100 Christians Detained In Eritrea; Orthodox Patriarch Marks 10th Year Under House Arrest

Eritrea may have proven once again that it deserves its nickname as the "North Korea of Africa."

Eritrean Christians worship in Egyptian prison
Eritrean Christians in Egyptian prison worship together. |

Just like its despotic East Asian counterpart, the regime in this East African country has been accused of stepping up its campaign against Christians, arresting almost 100 of them in the past month, World Watch Monitor reported.

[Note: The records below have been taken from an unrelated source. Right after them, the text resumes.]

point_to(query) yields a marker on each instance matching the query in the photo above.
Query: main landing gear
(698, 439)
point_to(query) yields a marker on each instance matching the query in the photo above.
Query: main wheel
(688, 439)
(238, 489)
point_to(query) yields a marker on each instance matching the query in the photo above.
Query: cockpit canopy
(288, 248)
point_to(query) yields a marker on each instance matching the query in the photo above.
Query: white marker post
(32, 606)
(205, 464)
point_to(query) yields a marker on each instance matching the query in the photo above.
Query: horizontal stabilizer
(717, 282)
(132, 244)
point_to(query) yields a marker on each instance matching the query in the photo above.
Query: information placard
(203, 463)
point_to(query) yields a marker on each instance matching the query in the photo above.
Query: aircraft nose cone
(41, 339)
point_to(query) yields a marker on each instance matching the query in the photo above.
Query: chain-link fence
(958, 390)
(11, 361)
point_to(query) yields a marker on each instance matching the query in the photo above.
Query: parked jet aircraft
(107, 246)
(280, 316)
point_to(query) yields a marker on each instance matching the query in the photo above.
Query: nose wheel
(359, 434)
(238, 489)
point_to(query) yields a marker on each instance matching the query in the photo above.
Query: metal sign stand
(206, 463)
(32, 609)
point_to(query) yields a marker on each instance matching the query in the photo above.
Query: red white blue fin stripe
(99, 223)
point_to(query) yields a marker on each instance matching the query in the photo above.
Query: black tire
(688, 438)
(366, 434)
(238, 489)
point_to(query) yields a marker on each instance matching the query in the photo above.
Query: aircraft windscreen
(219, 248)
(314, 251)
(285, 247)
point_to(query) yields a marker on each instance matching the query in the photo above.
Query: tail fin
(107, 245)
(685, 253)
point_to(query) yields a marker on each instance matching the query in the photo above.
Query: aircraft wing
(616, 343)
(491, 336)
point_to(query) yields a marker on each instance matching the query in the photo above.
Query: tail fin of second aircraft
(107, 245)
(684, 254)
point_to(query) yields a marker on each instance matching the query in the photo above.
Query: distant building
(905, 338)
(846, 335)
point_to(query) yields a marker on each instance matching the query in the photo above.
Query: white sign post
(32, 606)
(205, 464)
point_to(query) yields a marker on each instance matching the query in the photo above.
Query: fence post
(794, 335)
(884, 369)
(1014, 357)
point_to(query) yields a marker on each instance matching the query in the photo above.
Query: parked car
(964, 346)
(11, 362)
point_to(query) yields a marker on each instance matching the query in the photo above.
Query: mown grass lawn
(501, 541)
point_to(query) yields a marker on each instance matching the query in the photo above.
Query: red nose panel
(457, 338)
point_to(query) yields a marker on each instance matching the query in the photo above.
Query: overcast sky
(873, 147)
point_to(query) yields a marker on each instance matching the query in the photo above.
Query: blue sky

The arrests were made 10 years after the dictatorial regime of President Isaias Afwerki placed Eritrean Orthodox Patriarch (Abune) Antonios under house arrest, and also 15 years after the forced closure of many churches in the country.

Patriarch (Abune) Antonios, who turns 90 in July, is also being held incommunicado in a location known only to the authorities.

His family and friends have expressed concern that the Patriarch, who is reportedly diabetic, may not be receiving adequate medical treatment.

The latest arrests were made early last month ahead of Eritrea's Independence Day on May 24.

A source told World Watch Monitor that 49 Evangelicals were arrested outside the capital, Asmara, on May 21 at a post-wedding celebration where the couple were among those picked up and detained.

Four days before that, security officials arrested more than 35 Christians from their homes in Adi Quala, a market town not far from the Ethiopian border.

Evangelicals and Pentecostals have been living in fear in Eritrea since 2002 when a law was passed prohibiting churches other than the Orthodox, Catholic and Evangelical Lutheran churches, and also Sunni Islam.

However, as the Patriarch's house arrest shows, even members of permitted churches face arrest if they criticize the regime.

Eritrea has been described as among the harshest dictatorships in the world, according to Haaretz.

A special permit is required to go to a friend's house for dinner if the meal is to be attended by at least three guests from different families. This is because the authorities already consider it a gathering that requires a special permit, according to the Israeli news outlet.

The group Reporters Without Borders ranks Eritrea the 179th out of 179 countries when it comes to the lack of freedom of expression, even lower than hermit communist country North Korea.

Eritrea is also ranked as the 10th most difficult country for a Christian to live in, according to the Open Doors' 2017 World Watch List.

Last month, 10 Christians - four women and six men - were reportedly arrested by security officers in Eritrea for still undetermined charges, according to the Christian persecution watchdog.

Open Doors reports that Christian prisoners in Eritrea are locked up in shipping containers with little ventilation, if at all, and many have died as a result.